I kept reaching for the same effect without a quick way to make it: a word cut into square blocks, wrapped tight around a subject, some letters in front and some tucked behind. Pixel Frame is the tool I built to do it, in the browser, for free.
The dog at the top is Ramos. I dropped his photo in, typed his name, and the blocks fell around him in blue, spelling RAMOS over and over, one letter to a block. The speckled background is a layer I set behind the exported image; the cut-out and the blocks came straight out of the tool.
Underneath, it is a few steps. The tool cuts the subject away from its background, by its own transparency if the file has any, or by flood-filling the white around it for a photo on a plain backdrop. Then it lays a grid over the silhouette, keeps the cells the edge passes through, and walks them in order around the shape. Your text drops into that ring of cells, one character per block, and each block can tuck behind the subject or sit on top of it.
The blocks used to hug the edge and nothing else. New in this version is a Distance control: turn it up and the canvas grows a clear margin, so the ring lifts off the silhouette and orbits at the gap you set.
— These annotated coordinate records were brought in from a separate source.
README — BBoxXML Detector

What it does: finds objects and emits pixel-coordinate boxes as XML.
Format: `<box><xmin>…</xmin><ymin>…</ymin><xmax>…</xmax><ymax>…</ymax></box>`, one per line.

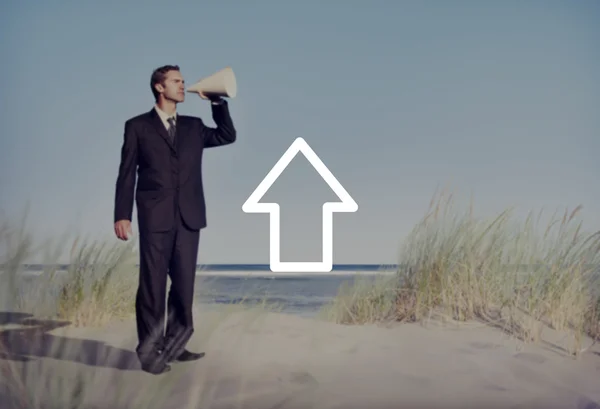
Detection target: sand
<box><xmin>0</xmin><ymin>311</ymin><xmax>600</xmax><ymax>409</ymax></box>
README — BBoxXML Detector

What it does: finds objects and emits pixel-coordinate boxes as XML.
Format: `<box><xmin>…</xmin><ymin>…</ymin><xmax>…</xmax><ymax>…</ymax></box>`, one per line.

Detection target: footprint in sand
<box><xmin>514</xmin><ymin>352</ymin><xmax>546</xmax><ymax>364</ymax></box>
<box><xmin>469</xmin><ymin>341</ymin><xmax>500</xmax><ymax>349</ymax></box>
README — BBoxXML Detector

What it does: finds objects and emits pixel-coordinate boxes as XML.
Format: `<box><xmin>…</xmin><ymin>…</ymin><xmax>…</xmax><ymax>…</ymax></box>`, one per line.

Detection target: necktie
<box><xmin>167</xmin><ymin>118</ymin><xmax>176</xmax><ymax>144</ymax></box>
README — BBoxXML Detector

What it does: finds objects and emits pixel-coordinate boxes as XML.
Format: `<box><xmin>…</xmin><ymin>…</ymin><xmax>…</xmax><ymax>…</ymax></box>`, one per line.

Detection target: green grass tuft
<box><xmin>324</xmin><ymin>189</ymin><xmax>600</xmax><ymax>355</ymax></box>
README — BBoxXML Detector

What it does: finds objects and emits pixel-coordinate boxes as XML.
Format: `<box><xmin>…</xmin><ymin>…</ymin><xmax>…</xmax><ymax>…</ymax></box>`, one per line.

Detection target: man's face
<box><xmin>159</xmin><ymin>71</ymin><xmax>185</xmax><ymax>102</ymax></box>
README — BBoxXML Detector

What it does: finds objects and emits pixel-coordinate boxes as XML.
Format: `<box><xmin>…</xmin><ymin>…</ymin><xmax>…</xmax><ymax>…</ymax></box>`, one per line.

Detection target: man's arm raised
<box><xmin>114</xmin><ymin>121</ymin><xmax>138</xmax><ymax>240</ymax></box>
<box><xmin>200</xmin><ymin>99</ymin><xmax>236</xmax><ymax>148</ymax></box>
That comparison is one grey blob run through twice: Distance at zero on the left, where the blocks hug the edge and a couple duck behind it, and sixty on the right, where the whole ring clears the shape.
You can try it on your own image in Pixel Frame . It exports PNG and SVG, and in the SVG the blocks and letters stay real vector shapes; everything runs in your browser, so nothing you drop in leaves your machine. The Ramos render comes from a small seeded script in this site's repo, so it lands on the same blocks every time I run it.